Information-theoretic analysis for transfer learning
This work provides theoretical insights for researchers in machine learning, but it is incremental as it builds on existing information-theoretic frameworks.
The authors tackled the problem of analyzing generalization error and excess risk in transfer learning by providing information-theoretic upper bounds, showing that Kullback-Leibler divergence plays a key role and achieving tighter bounds than Rademacher complexity in specific classification cases.
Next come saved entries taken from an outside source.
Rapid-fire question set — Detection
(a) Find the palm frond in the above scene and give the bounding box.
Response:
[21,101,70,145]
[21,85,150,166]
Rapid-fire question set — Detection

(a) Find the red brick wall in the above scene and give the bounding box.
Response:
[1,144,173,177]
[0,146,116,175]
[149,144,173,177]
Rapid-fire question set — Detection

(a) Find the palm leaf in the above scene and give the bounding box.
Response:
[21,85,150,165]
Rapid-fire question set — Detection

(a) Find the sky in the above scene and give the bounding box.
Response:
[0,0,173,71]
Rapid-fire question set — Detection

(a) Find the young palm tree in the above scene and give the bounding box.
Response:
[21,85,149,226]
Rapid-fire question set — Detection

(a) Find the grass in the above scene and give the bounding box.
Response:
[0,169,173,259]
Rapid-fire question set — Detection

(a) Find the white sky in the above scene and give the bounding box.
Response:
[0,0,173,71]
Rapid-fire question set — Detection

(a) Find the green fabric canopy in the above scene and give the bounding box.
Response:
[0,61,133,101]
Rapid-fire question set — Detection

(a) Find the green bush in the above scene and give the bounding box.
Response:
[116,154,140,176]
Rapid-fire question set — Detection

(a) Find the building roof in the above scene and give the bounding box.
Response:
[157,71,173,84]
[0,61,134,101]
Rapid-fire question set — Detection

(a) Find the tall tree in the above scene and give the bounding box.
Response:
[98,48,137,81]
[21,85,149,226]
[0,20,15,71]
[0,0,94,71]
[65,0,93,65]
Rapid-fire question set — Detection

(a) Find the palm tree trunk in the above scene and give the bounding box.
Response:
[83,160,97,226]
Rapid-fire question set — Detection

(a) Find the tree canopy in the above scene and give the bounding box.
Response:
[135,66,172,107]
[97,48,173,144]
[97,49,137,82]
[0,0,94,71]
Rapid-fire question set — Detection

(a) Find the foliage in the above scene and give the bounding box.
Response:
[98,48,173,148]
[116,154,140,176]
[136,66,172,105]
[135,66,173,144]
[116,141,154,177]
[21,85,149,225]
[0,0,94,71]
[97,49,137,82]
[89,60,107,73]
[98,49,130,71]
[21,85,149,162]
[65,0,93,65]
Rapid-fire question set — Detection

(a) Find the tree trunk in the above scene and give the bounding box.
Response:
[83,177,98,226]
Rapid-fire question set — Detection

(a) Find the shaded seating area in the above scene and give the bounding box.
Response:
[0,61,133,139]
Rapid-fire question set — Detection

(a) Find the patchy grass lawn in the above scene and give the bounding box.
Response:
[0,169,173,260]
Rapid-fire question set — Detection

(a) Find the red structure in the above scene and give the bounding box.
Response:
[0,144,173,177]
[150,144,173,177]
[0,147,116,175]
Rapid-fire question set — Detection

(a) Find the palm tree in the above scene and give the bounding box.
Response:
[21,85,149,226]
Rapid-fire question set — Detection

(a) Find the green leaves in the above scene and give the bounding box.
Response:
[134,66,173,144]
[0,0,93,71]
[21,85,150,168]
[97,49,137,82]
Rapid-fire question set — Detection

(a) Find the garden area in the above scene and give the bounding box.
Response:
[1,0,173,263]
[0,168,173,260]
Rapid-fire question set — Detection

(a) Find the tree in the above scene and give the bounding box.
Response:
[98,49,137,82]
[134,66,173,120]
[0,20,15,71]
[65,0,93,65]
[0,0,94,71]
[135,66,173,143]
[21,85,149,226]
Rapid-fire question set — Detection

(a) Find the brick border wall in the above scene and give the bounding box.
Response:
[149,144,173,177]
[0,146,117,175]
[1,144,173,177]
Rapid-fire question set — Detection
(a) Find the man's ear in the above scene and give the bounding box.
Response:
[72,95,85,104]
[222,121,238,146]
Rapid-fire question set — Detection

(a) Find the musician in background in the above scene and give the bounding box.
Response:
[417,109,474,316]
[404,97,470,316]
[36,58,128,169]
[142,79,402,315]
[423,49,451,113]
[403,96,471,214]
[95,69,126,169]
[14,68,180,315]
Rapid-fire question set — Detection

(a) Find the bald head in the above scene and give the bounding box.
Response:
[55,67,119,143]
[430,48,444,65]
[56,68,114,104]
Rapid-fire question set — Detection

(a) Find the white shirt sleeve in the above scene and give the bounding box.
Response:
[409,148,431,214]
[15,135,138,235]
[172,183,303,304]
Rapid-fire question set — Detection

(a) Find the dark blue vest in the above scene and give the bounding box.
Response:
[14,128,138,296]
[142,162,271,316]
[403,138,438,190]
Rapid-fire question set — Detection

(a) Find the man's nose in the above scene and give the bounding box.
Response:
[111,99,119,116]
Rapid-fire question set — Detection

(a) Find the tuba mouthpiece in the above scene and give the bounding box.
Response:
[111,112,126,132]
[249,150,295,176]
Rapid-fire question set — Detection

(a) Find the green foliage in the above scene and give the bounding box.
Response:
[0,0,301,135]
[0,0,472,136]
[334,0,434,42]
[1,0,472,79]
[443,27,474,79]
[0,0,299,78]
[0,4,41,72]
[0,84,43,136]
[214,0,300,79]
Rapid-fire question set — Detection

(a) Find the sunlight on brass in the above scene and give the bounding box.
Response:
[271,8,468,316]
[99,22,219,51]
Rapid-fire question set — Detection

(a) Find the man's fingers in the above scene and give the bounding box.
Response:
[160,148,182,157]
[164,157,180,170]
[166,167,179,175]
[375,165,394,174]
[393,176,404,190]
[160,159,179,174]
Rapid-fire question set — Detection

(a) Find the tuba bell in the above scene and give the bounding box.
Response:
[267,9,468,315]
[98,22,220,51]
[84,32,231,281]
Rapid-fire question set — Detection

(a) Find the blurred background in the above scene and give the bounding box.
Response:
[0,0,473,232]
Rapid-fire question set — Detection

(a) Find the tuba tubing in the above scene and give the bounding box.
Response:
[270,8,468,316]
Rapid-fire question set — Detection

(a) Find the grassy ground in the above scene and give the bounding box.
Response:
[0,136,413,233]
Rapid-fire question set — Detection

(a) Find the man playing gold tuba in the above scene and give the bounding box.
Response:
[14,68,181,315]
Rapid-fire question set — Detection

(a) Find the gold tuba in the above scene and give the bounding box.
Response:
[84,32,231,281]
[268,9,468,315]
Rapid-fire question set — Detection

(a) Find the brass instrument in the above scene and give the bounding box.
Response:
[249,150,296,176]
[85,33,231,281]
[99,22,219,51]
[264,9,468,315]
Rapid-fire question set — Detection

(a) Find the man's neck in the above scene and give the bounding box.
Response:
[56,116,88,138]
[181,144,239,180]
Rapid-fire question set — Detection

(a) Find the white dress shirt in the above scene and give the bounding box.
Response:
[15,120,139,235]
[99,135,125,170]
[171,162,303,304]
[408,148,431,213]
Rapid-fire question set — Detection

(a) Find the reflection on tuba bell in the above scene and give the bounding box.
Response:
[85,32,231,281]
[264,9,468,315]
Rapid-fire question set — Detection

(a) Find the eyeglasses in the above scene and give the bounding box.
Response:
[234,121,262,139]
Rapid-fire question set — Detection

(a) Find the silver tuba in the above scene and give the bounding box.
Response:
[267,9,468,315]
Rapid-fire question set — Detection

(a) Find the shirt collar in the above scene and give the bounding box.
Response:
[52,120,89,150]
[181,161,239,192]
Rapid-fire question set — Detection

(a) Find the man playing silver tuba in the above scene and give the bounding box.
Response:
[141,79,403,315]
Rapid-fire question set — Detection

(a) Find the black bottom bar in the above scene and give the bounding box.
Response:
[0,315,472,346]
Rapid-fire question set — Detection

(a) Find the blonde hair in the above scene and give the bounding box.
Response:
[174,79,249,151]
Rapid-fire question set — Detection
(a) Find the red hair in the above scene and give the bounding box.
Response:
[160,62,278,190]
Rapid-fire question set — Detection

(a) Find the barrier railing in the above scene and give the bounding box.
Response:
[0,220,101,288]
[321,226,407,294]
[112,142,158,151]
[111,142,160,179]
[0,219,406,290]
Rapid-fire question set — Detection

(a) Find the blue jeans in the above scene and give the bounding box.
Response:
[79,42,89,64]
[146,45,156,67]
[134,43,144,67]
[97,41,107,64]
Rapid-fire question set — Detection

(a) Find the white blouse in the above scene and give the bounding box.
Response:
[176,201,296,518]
Transfer learning, or domain adaptation, is concerned with machine learning problems in which training and testing data come from possibly different distributions (denoted as $μ$ and $μ'$, respectively). In this work, we give an information-theoretic analysis on the generalization error and the excess risk of transfer learning algorithms, following a line of work initiated by Russo and Zhou. Our results suggest, perhaps as expected, that the Kullback-Leibler (KL) divergence $D(mu||mu')$ plays an important role in characterizing the generalization error in the settings of domain adaptation. Specifically, we provide generalization error upper bounds for general transfer learning algorithms and extend the results to a specific empirical risk minimization (ERM) algorithm where data from both distributions are available in the training phase. We further apply the method to iterative, noisy gradient descent algorithms, and obtain upper bounds which can be easily calculated, only using parameters from the learning algorithms. A few illustrative examples are provided to demonstrate the usefulness of the results. In particular, our bound is tighter in specific classification problems than the bound derived using Rademacher complexity.